I remember the next part much better. He said: “You were driving recklessly and you are under arrest.” Quickly, my legal mind turned on and I said: “You were driving recklessly, maybe we both were but I was no more reckless than you.” He told me “You are under arrest and I am taking you to jail.” I said: “I am not under arrest. I am going to turn around and walk inside my house. You have no right to be here. You have no reason to detain me.” I think he started realizing I knew my rights better than most. Maybe he was now thinking about the Foxwood neighborhood and the fact this particular house was one of the biggest on the street. He hesitated,
but then said “I will back here tomorrow morning with a warrant for your arrest and you are going to jail.” I said, “I’m going to turn around, unlock this door, go inside and you need to leave. Otherwise, I am calling the police tonight.” I then went inside and he left.

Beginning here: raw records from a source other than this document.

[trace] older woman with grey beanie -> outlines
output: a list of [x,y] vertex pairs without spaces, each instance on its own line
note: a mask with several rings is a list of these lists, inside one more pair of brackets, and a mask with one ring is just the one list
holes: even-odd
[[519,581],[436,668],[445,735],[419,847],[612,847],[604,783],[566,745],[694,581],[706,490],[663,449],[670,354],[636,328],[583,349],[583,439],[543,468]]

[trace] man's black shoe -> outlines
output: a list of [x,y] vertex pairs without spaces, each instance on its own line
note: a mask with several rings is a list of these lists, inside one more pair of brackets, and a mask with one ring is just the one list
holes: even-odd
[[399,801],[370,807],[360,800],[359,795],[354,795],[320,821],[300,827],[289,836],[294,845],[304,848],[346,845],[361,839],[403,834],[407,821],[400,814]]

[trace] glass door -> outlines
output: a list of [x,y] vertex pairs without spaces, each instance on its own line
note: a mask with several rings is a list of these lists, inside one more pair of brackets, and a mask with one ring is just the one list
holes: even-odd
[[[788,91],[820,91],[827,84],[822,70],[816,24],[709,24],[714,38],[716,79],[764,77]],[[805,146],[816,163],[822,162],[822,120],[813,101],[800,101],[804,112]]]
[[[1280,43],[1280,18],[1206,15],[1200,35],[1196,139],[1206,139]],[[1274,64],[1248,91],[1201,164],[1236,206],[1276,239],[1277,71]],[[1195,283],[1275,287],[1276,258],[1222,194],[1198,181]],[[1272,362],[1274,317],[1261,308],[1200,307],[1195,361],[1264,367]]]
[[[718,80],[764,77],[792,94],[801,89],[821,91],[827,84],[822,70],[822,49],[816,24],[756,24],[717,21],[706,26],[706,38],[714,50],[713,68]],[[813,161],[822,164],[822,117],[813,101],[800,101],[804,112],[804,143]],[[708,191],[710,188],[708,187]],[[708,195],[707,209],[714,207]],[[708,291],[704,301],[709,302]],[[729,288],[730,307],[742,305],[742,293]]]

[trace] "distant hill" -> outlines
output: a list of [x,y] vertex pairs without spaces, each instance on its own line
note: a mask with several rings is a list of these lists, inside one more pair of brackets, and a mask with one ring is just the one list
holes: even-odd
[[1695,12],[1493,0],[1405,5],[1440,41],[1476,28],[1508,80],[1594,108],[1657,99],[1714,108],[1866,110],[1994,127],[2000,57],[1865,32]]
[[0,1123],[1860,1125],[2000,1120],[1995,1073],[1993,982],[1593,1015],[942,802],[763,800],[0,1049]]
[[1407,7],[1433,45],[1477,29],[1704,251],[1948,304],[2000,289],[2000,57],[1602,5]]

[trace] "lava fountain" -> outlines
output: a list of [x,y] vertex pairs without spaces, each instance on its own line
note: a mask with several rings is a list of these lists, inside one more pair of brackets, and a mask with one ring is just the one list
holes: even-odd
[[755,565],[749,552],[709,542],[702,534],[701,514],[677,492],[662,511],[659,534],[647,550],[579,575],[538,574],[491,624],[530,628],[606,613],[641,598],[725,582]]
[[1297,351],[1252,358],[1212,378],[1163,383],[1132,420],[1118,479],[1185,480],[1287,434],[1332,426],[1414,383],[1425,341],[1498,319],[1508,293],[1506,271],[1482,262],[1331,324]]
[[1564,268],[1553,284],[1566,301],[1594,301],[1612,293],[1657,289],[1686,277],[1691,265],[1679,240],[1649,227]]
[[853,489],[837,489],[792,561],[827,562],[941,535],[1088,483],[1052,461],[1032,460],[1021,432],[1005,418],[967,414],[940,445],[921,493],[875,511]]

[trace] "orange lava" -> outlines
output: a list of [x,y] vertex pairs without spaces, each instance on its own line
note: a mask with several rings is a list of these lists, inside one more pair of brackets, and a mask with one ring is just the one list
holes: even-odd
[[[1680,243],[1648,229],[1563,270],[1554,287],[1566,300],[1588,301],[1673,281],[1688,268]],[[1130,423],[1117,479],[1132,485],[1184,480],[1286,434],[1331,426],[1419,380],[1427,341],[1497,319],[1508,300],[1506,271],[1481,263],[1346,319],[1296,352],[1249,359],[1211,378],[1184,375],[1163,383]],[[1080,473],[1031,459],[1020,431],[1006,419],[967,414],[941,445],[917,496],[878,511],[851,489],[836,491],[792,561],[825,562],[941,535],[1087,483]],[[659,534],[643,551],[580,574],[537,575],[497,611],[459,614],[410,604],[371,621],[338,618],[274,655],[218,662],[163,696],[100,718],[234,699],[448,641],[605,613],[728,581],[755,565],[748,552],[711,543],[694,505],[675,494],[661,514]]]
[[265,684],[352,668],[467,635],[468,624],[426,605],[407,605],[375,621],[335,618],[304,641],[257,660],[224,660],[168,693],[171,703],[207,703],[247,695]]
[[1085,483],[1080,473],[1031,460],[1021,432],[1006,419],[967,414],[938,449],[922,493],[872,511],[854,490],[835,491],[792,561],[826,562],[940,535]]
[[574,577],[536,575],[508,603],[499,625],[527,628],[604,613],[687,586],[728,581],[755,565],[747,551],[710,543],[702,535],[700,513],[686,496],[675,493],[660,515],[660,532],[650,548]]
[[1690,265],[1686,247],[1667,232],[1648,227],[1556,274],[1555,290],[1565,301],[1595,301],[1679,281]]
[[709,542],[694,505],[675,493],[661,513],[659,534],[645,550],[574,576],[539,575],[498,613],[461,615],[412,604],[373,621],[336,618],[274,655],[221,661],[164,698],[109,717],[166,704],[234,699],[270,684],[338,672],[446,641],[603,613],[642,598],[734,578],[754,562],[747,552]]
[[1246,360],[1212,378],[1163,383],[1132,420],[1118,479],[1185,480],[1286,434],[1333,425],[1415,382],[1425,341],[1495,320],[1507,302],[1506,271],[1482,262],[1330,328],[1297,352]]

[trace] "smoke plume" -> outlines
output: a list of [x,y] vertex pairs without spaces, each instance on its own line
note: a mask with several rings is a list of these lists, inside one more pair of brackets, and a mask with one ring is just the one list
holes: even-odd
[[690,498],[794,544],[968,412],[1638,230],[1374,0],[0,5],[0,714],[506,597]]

I was scared that night. I thought he might come back but he didn’t. I woke early and went to my future law office. My law partner was a prominent man in town. He was a State Representative, his family owned the main bank and he was pretty straight forward when he spoke. I told him
what happened the night before. Before the story was even over, he dialed the police department and asked for the Chief, who quickly came online. My partner said: “Chief, you have a young policeman who harassed my partner Pat O’Brien last night. You need to nip this in the bud and we don’t want to hear about this nonsense again.” And, that was that. I didn’t get arrested. I
never heard from this policeman again. To this day, I couldn’t tell you what he looked like, his name, where he lives now or anything. Well, I do remember he was “white” – just like me.
As the years have passed, I have seen many things – the Rodney King beating, the Eric Garner video, Ferguson and most recently, the George Floyd murder. Every time I see one of these horrific situations play out, I think about that night in July of 1995. I think about what would have happened if my car had driven to a neighborhood on “the other side of the tracks”. I think about how someone without three years of law school training would have handled himself when faced with an angry, young white off duty policeman trying to impress his date. I think about what would have happened if I had been “black”.
I’m still trying to learn and grow. Lately, when it comes to race relations, I’m trying to listen more. However, my first instinct is to always come up with a solution. That might be a post for a different day. For now, I am trying to understand and empathize.